Joel Guillén

Personal information
- Full name: Joel Guillén García
- Date of birth: 28 August 2001 (age 25)
- Place of birth: Andorra la Vella, Andorra
- Height: 1.88 m (6 ft 2 in)
- Position: Centre back

Team information
- Current team: Binéfar
- Number: 5

Youth career
- FC Andorra

Senior career*
- Years: Team / Apps / (Gls)
- 2019–2020: EFAC / 12 / (1)
- 2020: Alpicat / 1 / (1)
- 2020–2021: Mollerussa / 8 / (0)
- 2021–2022: Tàrrega / 23 / (0)
- 2022–2023: Monzón / 22 / (1)
- 2023–: Binéfar / 58 / (0)

International career^{‡}
- 2022–: Andorra / 23 / (0)

= Joel Guillén =

Andorran footballer (born 2001)

Joel Guillén García (born 28 August 2001) is an Andorran footballer who plays as a centre back for Spanish Tercera Federación club CD Binéfar and the Andorra national team.

==Club career==
Born in Andorra la Vella, Guillén was a youth player at FC Andorra. He then moved to Spain to play in the Primera Catalana for EFAC Almacelles, Atlètic Alpicat, CFJ Mollerussa and UE Tàrrega. After one season with Atlético Monzón in the fifth-tier Tercera Federación, playing alongside compatriots Izan Fernández and Márcio Vieira, he moved in July 2023 to CD Binéfar in the same league and also in Aragon.

==International career==
Guillén was chosen for the Andorra under-16 team that won the UEFA Development Tournament in Malta in 2017. He scored in a 2–0 win over the host team as Andorra finished with two wins and a draw.

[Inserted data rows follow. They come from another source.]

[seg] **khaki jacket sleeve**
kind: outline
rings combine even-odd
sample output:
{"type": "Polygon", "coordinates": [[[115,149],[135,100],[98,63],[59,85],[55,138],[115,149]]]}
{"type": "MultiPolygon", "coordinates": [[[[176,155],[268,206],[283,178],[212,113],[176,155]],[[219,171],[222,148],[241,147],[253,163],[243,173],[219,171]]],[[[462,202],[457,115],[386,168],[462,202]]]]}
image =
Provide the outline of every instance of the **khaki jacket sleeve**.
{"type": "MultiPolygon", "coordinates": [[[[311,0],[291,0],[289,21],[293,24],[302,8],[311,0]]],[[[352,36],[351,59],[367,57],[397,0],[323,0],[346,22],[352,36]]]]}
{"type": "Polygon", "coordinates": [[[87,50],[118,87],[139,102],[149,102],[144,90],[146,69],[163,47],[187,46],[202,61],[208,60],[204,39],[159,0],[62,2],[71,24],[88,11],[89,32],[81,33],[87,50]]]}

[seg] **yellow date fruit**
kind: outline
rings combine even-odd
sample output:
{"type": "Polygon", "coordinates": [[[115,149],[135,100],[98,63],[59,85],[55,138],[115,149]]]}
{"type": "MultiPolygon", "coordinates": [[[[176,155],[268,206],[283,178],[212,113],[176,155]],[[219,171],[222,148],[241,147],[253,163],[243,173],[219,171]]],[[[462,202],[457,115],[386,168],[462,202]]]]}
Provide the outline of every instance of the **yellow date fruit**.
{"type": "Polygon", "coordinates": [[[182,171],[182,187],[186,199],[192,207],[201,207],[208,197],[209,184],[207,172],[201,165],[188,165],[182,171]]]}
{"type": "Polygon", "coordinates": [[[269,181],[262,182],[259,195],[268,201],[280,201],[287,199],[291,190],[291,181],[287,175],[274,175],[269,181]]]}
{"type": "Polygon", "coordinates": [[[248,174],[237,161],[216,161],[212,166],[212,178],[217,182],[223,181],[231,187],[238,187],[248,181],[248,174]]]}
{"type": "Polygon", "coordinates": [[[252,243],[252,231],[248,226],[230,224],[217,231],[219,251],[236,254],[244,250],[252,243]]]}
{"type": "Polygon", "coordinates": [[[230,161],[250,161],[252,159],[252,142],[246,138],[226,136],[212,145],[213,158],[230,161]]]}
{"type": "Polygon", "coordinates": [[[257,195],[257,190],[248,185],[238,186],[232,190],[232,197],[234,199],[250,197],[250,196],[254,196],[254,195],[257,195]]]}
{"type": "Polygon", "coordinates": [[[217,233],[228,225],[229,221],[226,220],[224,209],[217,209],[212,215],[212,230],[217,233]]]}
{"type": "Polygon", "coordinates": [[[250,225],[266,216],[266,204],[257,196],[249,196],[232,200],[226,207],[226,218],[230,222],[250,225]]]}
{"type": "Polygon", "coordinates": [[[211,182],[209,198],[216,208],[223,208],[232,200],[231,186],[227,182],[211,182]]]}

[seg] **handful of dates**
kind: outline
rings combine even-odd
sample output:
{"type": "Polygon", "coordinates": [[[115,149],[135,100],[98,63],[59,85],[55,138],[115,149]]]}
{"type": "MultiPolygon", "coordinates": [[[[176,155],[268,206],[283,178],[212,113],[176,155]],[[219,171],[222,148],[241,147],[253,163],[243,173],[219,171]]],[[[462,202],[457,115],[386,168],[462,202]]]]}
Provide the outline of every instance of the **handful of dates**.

In September 2022, Guillén was called up for the Andorra national team for the first time by manager Koldo Álvarez, ahead of UEFA Nations League matches away to Liechtenstein and at home to Latvia. He made his debut on 16 November that year, in a 1–0 friendly loss to Austria in Málaga. He was one of four Andorran debutants at the Estadio La Rosaleda that night, and the only one to play the full 90 minutes.

On 11 October 2025, Andorra earned their first point of 2026 FIFA World Cup qualification with a 2–2 draw away to Latvia, though Guillén was sent off in added time.